One reason these demos are so eye-raising is because there's few other "modals" to expand to. If video is good enough to pass the "proof of concept" (it is affecting the industry already, so let's say it has), then "mutlimodal" stops being a buzzword after a while as the focus becomes refinement and scale and AI's multimodal abilities become the norm.
But...how does it work?
First: throw out anything you read on TwitterX, because that's not really a great forum to learn something so deep. OpenAI released a paper describing how Sora works, so...yeah, let's use that as a source. They should know! Anything else is just speculation. To quote from their article:
At a high level, we turn videos into patches by first compressing videos into a lower-dimensional latent space and subsequently decomposing the representation into spacetime patches.
Well that makes it clear, right? No further questions, right? This isn't so difficult to understand once you unravel the Star Trek lexicon.
First, tokens are a really important aspect in how AI works.
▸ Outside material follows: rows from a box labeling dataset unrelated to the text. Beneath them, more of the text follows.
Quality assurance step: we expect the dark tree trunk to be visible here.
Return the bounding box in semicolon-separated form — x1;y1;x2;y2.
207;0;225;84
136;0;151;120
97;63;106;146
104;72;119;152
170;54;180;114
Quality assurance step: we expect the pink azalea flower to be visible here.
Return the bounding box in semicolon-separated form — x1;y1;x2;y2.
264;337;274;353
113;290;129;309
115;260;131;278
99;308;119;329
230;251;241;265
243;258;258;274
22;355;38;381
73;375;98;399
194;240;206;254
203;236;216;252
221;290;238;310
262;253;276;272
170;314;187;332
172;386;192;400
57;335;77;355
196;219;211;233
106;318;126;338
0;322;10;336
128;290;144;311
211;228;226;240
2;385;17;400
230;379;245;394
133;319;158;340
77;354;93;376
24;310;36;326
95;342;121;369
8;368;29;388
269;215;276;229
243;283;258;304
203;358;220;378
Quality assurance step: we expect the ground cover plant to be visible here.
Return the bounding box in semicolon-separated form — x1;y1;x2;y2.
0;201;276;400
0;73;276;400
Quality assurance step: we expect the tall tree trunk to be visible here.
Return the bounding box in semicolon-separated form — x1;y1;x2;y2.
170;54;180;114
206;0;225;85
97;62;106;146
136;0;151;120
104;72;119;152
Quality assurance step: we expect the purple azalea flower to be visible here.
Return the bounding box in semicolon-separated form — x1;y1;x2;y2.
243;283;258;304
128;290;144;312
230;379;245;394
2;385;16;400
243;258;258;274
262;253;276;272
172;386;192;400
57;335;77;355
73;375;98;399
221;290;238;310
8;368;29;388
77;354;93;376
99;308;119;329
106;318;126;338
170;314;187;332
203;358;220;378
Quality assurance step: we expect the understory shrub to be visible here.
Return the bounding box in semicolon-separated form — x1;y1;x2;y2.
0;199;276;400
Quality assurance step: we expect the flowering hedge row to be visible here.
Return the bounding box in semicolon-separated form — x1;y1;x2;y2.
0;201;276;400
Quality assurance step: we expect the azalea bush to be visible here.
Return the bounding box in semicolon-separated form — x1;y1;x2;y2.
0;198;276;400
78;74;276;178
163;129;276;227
In a text model, sentences are broken down into "tokens", slicing something complex into smaller pieces for analysis. Each token might be an individual word, a punctuation mark, or even partial words when possible.
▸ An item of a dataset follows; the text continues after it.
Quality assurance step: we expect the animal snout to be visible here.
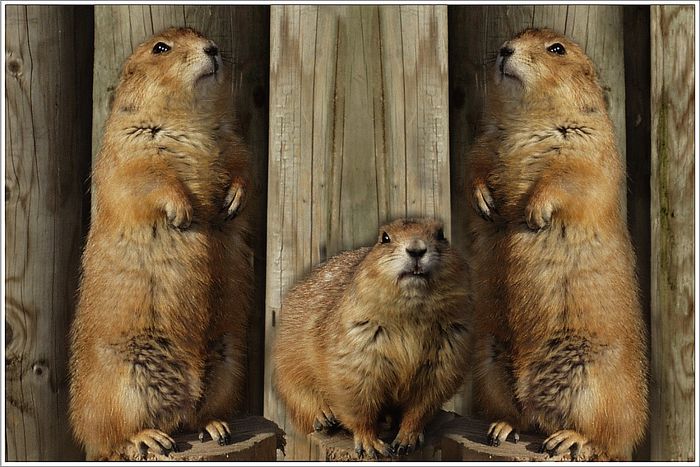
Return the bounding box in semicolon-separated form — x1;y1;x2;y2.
406;240;428;258
204;44;219;57
498;45;515;58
If you've ever studied compilation, you might already be familiar with the idea of tokens. For example, in PHP, part of the compilation process is "tokenizing" a file -- which serves a similar purpose. It breaks the code into smaller units, which essentially makes it easier to "put back together" in the interpreter. Tokenization is important if we want to make a computer understand something in general, even beyond the field of AI.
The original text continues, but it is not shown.